EST analysis of genes involved in secondary metabolism in Camellia sinensis (tea), using suppression subtractive hybridization

Abstract

Camellia sinensis (tea) is a commercially important crop that is valued for its secondary metabolites. Higher levels of catechins are accumulated in young leaves than in mature leaves. To understand the molecular regulation of secondary metabolism in tea leaves, differentially expressed genes of interest should be identified, cloned, and studied in detail. A total of 588 cDNA clones from a subtractive cDNA library were randomly picked, sequenced, and analyzed. High-quality sequences were isolated for 508 of these clones. BlastX comparisons indicated that about 8.7% of the clones encoded enzymes involved in secondary metabolism, with a particularly high abundance of flavonoid-metabolism proteins (5.1%). These ESTs facilitated the isolation and characterization of genes involved in the flavonoid pathway in tea: chalcone synthase (CHS), flavanone 3-hydroxylase (F3H), flavonoid 3′5′-hydroxylase (F3′5′H), flavonol synthase (FLS), dihydroflavonol 4-reductase (DFR), and leucoanthocyanidin reductase (LCR).
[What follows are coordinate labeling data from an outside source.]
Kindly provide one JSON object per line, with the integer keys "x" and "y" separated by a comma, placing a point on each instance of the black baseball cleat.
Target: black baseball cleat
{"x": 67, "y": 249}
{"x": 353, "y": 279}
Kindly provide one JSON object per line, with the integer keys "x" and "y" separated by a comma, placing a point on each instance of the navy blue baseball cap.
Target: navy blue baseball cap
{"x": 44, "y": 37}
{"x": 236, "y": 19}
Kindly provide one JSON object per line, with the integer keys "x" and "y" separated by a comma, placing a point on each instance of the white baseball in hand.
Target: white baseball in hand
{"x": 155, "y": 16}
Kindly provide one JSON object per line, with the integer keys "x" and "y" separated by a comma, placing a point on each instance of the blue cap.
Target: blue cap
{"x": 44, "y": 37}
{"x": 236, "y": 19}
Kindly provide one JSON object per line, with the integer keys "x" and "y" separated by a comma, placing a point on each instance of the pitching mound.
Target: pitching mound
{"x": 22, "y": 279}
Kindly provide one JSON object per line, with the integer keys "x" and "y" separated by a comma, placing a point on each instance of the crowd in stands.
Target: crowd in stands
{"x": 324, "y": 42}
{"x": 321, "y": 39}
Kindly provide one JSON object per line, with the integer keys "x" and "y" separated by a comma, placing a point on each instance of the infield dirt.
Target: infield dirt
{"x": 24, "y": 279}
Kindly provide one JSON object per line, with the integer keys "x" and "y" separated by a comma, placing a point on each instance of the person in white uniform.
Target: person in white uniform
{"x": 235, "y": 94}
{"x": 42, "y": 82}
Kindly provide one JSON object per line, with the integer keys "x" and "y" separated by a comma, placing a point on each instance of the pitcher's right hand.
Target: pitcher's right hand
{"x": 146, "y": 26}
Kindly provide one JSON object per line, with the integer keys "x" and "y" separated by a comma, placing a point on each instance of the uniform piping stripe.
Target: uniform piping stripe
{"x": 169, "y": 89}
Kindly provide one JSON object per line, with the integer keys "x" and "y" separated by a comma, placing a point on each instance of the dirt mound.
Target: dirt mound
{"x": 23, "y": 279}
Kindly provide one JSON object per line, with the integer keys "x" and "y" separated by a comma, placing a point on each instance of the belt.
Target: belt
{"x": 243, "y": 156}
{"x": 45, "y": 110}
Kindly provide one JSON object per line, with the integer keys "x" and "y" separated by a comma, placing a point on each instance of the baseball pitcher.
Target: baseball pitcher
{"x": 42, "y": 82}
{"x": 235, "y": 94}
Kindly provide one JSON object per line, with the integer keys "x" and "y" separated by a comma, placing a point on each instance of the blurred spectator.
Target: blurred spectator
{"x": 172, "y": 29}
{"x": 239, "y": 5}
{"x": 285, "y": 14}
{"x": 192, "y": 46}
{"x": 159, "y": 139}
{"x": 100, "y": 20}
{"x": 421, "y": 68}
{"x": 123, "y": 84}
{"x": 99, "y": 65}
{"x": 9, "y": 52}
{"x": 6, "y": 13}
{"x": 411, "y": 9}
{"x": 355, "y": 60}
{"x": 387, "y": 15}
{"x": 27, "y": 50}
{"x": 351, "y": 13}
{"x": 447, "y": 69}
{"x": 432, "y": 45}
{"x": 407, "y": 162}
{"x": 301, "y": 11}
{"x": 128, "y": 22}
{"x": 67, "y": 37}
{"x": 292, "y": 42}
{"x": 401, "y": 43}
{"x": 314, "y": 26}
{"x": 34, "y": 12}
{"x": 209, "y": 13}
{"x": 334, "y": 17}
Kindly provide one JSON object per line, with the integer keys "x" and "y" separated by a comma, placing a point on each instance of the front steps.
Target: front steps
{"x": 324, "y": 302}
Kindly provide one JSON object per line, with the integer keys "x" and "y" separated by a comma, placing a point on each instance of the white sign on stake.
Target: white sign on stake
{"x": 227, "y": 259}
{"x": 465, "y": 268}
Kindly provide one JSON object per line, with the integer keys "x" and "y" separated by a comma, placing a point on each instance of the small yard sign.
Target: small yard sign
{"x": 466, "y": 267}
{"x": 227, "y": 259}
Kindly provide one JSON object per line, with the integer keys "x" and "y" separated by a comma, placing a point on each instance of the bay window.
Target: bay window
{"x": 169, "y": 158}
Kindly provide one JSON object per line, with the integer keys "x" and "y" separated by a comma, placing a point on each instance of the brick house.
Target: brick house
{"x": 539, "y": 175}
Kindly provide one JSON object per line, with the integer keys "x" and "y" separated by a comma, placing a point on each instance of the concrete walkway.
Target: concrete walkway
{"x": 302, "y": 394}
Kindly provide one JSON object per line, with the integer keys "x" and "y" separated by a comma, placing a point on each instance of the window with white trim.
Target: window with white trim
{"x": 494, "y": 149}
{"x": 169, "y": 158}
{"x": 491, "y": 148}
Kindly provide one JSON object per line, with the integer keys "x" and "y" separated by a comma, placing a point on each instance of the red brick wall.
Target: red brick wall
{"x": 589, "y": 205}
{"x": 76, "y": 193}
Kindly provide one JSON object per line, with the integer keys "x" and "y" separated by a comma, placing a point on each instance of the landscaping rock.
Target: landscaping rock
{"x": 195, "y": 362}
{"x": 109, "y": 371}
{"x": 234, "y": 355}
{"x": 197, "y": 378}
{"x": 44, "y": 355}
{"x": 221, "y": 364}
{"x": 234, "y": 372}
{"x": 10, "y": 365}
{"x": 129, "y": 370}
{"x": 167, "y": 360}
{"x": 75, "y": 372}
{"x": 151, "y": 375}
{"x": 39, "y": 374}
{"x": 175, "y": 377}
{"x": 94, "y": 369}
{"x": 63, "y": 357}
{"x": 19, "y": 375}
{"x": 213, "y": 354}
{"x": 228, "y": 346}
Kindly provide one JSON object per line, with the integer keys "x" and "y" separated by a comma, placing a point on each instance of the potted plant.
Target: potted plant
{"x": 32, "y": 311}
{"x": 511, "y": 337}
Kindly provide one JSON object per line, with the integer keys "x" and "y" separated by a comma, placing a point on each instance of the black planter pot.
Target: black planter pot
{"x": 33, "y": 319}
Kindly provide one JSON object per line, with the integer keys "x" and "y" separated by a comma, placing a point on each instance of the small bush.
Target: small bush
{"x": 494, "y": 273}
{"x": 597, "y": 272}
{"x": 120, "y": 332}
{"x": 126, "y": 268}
The three genes encoding F3H, DFR, and LCR were more highly expressed in young leaves than in mature leaves. These results indicate that flavonoid biosynthesis genes from tea are differentially regulated in the developmental stages. The subtractive cDNA library and EST database described in this study represent a valuable resource for future research aimed at improving economically important secondary metabolic characteristics in crops.